Opposition activist Tam Tak-chi, the first person to be charged with sedition since Hong Kong’s handover to China in 1997, has been remanded in custody after a court was told he issued calls for the city’s liberation and disbanding of its police force.
The leading figure of localist group People Power faced on Tuesday five counts of uttering seditious words, and another of disorderly conduct in public, over allegations the 48-year-old stirred up hatred against the government and police by chanting slogans widely shared by anti-government protesters during last year’s social unrest.
The sedition charges stated Tam – whose bail application was rejected by Fanling Magistrates’ Court – made speeches on five occasions in as many places in Kowloon between March 15 and July 19, according to the prosecution’s filing.
Prosecutor Anthony Chau Tin-hang said the seditious remarks made by Tam included chanting “Liberate Hong Kong, revolution of our times” and “Five demands, not one less”, both of which emerged last year as rallying calls for the demonstrations sparked by the now-withdrawn extradition bill.
His other chants targeted police, including “Rogue cops and their families go to hell”, “Disband the police force”, and another criticising officers’ handling of the protests, Chau said.
The sixth count referred to Tam using “threatening, abusive or insulting words” with intent to provoke a breach of the peace outside a shopping centre in Ngau Tau Kok on March 15.
Chau said the seditious remarks were uttered with intent to “bring into hatred or contempt or to excite disaffection against the government of the Hong Kong Special Administrative Region, or to raise discontent or disaffection amongst inhabitants of Hong Kong, or to counsel disobedience to law or to any lawful order”.
“After the commencement of the national security law, the defendant set up street booths frequently, with intent to incite the general public to chant these political slogans and hold the Hong Kong and Chinese governments in contempt,” Chau told Principal Magistrate Don So Man-lung.
Chau said that ahead of the next hearing, police would trawl through more than 12 hours of video footage allegedly showing Tam committing similar offences when he set up more than 20 street counters from June to August.

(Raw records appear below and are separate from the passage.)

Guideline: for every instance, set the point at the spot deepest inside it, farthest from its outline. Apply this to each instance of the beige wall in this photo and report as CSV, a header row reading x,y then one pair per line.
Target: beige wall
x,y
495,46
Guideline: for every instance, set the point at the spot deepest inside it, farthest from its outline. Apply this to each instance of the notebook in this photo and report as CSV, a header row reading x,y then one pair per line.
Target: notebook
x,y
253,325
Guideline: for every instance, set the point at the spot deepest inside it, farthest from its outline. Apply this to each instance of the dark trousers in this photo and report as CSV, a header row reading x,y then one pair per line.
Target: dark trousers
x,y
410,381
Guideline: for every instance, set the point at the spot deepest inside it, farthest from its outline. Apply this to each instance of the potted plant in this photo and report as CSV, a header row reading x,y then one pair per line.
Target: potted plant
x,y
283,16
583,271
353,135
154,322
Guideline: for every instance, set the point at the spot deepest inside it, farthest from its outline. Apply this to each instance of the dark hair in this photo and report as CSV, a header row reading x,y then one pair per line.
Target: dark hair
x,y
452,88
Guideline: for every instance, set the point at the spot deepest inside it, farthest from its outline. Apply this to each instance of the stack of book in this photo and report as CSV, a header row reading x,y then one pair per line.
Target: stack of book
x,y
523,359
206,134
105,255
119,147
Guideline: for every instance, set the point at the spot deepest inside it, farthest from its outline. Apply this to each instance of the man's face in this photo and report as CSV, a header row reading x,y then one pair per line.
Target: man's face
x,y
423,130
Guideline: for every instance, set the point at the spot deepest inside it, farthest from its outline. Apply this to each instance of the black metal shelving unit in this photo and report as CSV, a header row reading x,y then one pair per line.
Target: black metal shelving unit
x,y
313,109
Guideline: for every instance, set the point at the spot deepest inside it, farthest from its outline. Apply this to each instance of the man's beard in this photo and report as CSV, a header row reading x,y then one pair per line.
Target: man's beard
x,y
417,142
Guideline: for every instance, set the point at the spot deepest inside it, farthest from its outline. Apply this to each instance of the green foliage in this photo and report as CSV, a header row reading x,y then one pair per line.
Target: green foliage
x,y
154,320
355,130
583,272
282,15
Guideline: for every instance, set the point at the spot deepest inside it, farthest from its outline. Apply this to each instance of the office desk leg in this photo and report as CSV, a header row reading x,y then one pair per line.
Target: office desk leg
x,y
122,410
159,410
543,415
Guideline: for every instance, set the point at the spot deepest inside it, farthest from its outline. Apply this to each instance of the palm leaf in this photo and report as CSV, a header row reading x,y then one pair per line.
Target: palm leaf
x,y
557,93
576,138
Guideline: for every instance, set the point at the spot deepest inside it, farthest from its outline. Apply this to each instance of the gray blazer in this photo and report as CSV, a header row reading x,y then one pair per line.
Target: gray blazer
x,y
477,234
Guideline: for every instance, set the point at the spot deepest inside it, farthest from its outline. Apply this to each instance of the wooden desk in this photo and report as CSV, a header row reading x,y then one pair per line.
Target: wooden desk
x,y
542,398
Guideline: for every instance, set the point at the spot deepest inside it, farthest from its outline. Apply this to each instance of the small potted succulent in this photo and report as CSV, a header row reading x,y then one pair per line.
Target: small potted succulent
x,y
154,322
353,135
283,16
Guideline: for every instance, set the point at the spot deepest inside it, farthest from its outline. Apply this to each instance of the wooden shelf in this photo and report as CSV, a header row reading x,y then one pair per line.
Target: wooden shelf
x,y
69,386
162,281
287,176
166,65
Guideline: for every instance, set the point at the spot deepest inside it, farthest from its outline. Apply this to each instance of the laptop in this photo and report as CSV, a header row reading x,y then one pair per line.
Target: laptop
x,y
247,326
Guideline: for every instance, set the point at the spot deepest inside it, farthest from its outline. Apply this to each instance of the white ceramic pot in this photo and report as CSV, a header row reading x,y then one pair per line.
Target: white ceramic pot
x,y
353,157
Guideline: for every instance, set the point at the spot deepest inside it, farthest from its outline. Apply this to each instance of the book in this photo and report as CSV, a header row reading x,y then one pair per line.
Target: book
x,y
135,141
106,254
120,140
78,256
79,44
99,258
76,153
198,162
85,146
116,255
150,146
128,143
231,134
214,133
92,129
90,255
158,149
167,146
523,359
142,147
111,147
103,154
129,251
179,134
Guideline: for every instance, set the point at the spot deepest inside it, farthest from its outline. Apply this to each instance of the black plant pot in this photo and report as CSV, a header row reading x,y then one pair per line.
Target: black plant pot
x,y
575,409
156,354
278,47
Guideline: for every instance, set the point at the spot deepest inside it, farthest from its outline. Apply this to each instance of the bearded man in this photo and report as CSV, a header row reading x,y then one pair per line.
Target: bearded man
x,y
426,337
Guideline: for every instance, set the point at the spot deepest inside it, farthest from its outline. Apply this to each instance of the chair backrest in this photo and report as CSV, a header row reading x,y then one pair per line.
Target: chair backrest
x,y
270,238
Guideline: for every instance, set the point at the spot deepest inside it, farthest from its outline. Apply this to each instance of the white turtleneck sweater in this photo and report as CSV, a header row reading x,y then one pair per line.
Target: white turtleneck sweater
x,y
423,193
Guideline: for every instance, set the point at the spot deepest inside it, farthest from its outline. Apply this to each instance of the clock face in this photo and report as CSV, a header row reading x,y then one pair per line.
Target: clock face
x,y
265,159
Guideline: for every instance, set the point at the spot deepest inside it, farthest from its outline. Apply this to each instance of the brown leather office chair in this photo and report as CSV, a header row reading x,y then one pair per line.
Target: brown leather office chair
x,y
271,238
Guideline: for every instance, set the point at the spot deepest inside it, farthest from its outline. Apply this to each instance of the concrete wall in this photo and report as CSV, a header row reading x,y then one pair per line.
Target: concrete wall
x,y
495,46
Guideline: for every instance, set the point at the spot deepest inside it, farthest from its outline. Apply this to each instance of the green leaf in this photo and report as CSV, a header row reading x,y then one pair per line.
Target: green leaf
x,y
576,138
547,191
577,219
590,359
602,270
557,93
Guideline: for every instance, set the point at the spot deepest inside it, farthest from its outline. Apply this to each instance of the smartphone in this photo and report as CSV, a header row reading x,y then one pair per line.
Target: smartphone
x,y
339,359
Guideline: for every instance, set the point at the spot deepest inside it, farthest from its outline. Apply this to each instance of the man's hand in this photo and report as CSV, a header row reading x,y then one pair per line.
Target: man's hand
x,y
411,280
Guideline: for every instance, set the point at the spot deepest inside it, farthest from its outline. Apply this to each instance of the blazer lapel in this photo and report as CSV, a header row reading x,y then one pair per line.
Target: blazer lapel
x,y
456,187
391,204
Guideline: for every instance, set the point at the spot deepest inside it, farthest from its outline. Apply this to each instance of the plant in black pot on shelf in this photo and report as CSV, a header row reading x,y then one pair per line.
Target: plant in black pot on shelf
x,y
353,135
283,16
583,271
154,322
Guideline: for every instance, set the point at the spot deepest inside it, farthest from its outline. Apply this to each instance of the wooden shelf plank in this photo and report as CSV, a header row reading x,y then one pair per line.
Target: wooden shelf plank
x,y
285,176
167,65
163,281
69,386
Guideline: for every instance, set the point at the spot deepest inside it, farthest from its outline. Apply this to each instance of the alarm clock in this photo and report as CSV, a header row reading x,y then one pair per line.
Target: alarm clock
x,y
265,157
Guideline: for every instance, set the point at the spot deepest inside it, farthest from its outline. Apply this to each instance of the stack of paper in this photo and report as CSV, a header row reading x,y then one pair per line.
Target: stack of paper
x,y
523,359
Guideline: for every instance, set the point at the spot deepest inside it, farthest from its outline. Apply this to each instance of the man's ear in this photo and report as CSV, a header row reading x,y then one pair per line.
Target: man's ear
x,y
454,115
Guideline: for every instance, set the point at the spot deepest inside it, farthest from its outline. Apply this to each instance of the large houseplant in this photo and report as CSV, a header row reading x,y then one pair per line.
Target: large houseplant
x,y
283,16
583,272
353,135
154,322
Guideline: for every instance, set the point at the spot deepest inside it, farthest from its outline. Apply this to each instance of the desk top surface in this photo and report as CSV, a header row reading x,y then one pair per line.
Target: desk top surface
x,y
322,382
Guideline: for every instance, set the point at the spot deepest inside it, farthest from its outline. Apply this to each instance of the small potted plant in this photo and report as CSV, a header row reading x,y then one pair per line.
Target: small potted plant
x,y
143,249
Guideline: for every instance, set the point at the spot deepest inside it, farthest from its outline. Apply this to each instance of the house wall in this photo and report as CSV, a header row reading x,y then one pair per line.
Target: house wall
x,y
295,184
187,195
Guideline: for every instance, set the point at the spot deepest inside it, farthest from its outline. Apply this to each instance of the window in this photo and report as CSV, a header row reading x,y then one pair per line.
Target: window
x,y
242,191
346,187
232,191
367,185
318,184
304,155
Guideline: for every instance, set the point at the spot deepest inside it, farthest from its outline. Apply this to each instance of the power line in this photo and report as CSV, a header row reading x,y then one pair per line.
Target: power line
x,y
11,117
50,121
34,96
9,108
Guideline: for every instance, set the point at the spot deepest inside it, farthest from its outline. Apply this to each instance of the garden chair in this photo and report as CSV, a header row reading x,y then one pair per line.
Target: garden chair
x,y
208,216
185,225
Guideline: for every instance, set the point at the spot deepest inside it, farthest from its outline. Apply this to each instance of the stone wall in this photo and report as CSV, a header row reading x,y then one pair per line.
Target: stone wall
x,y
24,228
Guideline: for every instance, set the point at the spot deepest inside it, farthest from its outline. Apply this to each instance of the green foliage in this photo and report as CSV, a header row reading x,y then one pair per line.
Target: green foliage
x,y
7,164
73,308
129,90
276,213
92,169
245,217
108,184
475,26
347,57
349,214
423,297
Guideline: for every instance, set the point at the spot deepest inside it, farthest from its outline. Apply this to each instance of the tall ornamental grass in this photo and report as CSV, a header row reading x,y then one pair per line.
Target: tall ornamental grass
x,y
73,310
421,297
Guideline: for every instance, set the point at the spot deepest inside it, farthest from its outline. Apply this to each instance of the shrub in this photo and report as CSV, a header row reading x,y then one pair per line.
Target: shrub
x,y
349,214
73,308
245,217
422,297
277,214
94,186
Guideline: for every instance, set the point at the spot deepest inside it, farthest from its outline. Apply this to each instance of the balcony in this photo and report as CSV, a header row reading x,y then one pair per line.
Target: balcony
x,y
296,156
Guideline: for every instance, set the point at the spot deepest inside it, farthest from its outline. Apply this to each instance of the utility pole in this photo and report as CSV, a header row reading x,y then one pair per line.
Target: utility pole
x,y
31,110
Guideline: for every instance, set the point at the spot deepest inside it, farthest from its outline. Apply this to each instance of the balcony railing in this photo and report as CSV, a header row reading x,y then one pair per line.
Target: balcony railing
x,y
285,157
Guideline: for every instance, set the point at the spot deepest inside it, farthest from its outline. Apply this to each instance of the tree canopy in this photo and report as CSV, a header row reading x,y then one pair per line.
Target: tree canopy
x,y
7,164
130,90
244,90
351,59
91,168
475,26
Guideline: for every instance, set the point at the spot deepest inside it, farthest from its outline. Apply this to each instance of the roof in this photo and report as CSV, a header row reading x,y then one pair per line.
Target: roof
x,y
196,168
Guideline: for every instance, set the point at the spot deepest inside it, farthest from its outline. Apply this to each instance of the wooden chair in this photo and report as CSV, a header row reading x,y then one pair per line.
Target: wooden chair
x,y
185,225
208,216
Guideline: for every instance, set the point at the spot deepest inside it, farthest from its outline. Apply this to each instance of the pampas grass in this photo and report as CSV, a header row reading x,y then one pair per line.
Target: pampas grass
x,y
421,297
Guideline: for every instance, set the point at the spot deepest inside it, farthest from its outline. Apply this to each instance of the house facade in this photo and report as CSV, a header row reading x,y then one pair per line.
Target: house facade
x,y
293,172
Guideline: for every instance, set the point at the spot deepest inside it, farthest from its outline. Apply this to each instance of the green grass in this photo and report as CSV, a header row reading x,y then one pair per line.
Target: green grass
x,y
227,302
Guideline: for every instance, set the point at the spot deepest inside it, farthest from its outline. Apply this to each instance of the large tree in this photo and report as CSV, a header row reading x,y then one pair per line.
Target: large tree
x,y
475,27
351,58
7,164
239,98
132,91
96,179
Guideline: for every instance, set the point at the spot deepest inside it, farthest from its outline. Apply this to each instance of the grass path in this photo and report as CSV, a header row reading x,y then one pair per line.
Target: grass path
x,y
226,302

So denied Tam bail following objections from prosecutors. Tam, who can renew his bail application in the High Court, was arrested on Sunday and appeared before So on Tuesday afternoon, after spending more than 48 hours in police custody.
Although Tam was arrested by police’s national security unit, he was not charged under the new Beijing-decreed legislation, which targets acts of secession, subversion, terrorism and collusion with foreign forces.
Instead, he was accused of sedition under Section 10 of the Crimes Ordinance. Under that colonial-era law, anyone who utters seditious words can be fined HK$5,000 (US$645) and jailed for two years for a first offence.
The offence of acting disorderly in public places carries a maximum penalty of one year in prison and a HK$5,000 fine, according to the Public Order Ordinance.
The court also heard on Tuesday an incitement charge pressed against Tam two months ago, after he was accused of mobilising people to take part in a banned procession on Hong Kong Island on January 19, an offence carrying a maximum jail sentence of five years.
The prosecution also laid two additional charges in that case – uttering seditious words and disorderly conduct in public.
Chau said Tam had made seditious comments at a park in Tai Po on January 17, and shouted abuse at police to cause a disturbance outside the Sogo department store in Causeway Bay two days later.
The next hearing for both cases is scheduled for November 17.